Через несколько лет Шуман снова приехал в Вену с женой Кларой Вик, которая дала там несколько концертов; он по-прежнему надеялся получить место преподавателя консерватории, что обеспечило бы ему постоянное жалованье: это было извечной мечтой всех бедных музыкантов того времени… Но Вена обожала Мейербера, этого пустого, напыщенного, поверхностного композитора, которого Шуман критиковал в своей музыкальной газете. Мейербер был в Вене, его можно было встретить во всех гостиных, и позволительно думать, что он мстил Шуману, понося этого пока еще малоизвестного композитора. Концерты, которые давала Клара, не имели ожидаемого успеха: первый едва покрыл расходы, второй проходил при пустом зале, а на следующих публика была только потому, что в них участвовала певица Женни Линд, прозванная «шведским соловьем».
Шуман отказался от попытки укорениться в среде, которая явно не желала его принимать, но она же триумфально принимала Вебера, чья Эврианта с успехом прошла в 1823 году. Восторженно встретила венская публика и Листа, который в 1862 году предоставит прибежище в Вене Брамсу, где тот проживет до самой смерти. Говорили, что вкусы публики изменились в этот период, ознаменованный Венским конгрессом, который довел создававший видимость процветания город до бедности и глубоко изменил нравы. «Высшее общество лезло из кожи вон, стараясь в соответствии с тоном, который задавал Меттерних, поддерживать традиции старой монархии, и считало политически правильным подчеркивать свою приверженность идеологии Священного союза», — пишут Жан Шантавуан и Жан Годфруа-Демомбин.[46] Далекое от сближения с массами, оно создавало пропасть между собой и народом. И лишь в одном меломаны всех сословий действовали в согласии — в наступательном возврате к итальянщине. Оказалось достаточно одного Танкреда Россини, чтобы поколебать все здание венской немецкой музыки.
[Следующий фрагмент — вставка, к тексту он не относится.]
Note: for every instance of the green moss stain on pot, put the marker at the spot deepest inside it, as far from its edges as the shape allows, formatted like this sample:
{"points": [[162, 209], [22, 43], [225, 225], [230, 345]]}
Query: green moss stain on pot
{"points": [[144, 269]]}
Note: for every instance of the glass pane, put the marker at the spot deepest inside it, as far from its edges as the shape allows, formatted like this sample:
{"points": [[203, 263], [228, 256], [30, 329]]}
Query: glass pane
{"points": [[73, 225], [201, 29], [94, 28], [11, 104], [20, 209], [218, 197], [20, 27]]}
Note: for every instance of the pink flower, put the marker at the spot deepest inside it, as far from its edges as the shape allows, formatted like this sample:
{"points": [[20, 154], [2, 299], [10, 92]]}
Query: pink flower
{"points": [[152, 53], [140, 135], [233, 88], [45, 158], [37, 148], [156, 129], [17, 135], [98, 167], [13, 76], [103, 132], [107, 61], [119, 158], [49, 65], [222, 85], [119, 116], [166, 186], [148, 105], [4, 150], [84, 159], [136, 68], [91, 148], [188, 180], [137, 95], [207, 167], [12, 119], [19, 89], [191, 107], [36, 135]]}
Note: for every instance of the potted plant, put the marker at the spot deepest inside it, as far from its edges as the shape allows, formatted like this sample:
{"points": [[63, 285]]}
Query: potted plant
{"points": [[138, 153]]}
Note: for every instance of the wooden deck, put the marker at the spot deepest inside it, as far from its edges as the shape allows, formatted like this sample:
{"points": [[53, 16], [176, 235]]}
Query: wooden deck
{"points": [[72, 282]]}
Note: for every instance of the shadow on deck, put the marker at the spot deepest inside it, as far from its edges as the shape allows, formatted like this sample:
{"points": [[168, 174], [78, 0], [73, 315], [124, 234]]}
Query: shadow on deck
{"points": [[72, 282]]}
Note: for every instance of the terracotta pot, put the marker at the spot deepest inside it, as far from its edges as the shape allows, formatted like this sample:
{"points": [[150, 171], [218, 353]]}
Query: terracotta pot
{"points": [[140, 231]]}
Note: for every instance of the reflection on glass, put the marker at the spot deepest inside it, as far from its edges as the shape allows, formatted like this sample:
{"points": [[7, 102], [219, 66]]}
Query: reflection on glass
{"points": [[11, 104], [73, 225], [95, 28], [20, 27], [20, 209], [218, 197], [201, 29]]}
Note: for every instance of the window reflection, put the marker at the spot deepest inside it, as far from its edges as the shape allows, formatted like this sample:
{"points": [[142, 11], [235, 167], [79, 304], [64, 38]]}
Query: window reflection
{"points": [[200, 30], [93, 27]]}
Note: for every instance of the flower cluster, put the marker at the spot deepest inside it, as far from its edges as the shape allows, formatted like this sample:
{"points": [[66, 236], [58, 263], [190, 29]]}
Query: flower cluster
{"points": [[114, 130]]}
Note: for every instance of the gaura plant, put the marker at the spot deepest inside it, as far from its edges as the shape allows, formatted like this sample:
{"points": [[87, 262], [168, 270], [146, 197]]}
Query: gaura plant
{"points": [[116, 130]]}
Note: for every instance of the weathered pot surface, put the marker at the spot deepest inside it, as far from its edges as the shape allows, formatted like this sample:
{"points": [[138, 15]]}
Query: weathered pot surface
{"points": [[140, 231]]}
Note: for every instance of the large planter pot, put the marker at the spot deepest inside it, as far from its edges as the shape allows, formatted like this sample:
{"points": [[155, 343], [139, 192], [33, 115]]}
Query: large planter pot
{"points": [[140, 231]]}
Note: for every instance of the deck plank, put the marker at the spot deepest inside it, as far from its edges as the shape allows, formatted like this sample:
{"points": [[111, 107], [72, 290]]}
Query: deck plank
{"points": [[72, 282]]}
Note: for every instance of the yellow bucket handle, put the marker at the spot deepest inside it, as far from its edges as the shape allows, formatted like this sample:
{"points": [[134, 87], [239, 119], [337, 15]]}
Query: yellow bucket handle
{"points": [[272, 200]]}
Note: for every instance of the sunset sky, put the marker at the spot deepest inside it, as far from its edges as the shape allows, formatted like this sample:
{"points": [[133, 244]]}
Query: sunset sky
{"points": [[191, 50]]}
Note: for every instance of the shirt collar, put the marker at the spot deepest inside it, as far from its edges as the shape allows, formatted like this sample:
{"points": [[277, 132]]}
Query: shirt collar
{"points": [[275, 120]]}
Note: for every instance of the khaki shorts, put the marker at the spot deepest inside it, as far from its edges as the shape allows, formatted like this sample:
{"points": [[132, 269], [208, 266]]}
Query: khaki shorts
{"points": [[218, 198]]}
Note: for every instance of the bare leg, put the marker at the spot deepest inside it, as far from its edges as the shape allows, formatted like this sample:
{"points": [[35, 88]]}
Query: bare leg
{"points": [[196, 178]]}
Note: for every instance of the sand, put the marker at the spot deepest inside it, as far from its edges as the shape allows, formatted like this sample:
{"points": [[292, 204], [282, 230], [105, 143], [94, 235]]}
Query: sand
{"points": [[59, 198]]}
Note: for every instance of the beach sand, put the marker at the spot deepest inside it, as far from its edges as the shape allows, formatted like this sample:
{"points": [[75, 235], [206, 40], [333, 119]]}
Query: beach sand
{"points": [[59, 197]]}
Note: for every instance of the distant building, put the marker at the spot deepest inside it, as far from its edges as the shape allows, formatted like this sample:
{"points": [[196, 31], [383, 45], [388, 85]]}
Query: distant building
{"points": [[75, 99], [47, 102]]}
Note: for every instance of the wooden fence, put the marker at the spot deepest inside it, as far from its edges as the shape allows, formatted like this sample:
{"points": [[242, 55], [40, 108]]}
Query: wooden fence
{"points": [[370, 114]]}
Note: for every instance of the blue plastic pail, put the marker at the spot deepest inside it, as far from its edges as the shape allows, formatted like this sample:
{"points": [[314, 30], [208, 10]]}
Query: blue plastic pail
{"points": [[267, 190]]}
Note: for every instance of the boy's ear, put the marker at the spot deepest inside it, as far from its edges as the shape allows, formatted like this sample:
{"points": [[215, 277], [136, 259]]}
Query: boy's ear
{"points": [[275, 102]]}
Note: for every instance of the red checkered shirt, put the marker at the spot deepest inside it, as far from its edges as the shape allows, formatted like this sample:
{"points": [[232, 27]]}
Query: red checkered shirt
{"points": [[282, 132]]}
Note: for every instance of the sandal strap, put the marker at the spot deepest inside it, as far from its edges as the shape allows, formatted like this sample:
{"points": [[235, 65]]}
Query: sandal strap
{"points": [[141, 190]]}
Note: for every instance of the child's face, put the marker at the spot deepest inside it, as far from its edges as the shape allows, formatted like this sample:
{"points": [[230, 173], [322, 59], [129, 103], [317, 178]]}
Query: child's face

Бауэрнфельд,[47] которого цитирует Эрхардт, отмечает в своем Дневнике следующее суждение, расхожее в венских салонах 1816 года: «Моцарт и Бетховен — старые педанты, они отдают глупостью прошлых времен; только начиная с Россини мы узнали, что такое мелодия. Фиделио — это мусор; непонятно, что заставляет людей идти в театр, чтобы скучать, слушая это произведение».
Всегда существовали и всегда будут существовать глупцы, непонятливые люди с претензиями, которые осуждают то, чего не способны понять и полюбить, но с трудом верится, чтобы выродился известный своей тонкостью вкус венцев. Итальянщина, которая царит в 1830-е годы, — это возвращение того, чем вдохновлялась придворная опера до реформы Глюка. Сальери противостоял Моцарту.{21} Шуману предпочитали тех, кого он высокомерно называл «канарейками»; Листом больше восхищались как талантливым пианистом-виртуозом, нежели как автором музыкальных произведений. Преобразования, произошедшие в общественных классах в связи с Наполеоновскими войнами, возникновением буржуазии, развитием промышленности, гегемонией финансистов, мы рассмотрим ниже, но все это вызвало изменения в музыкальных вкусах.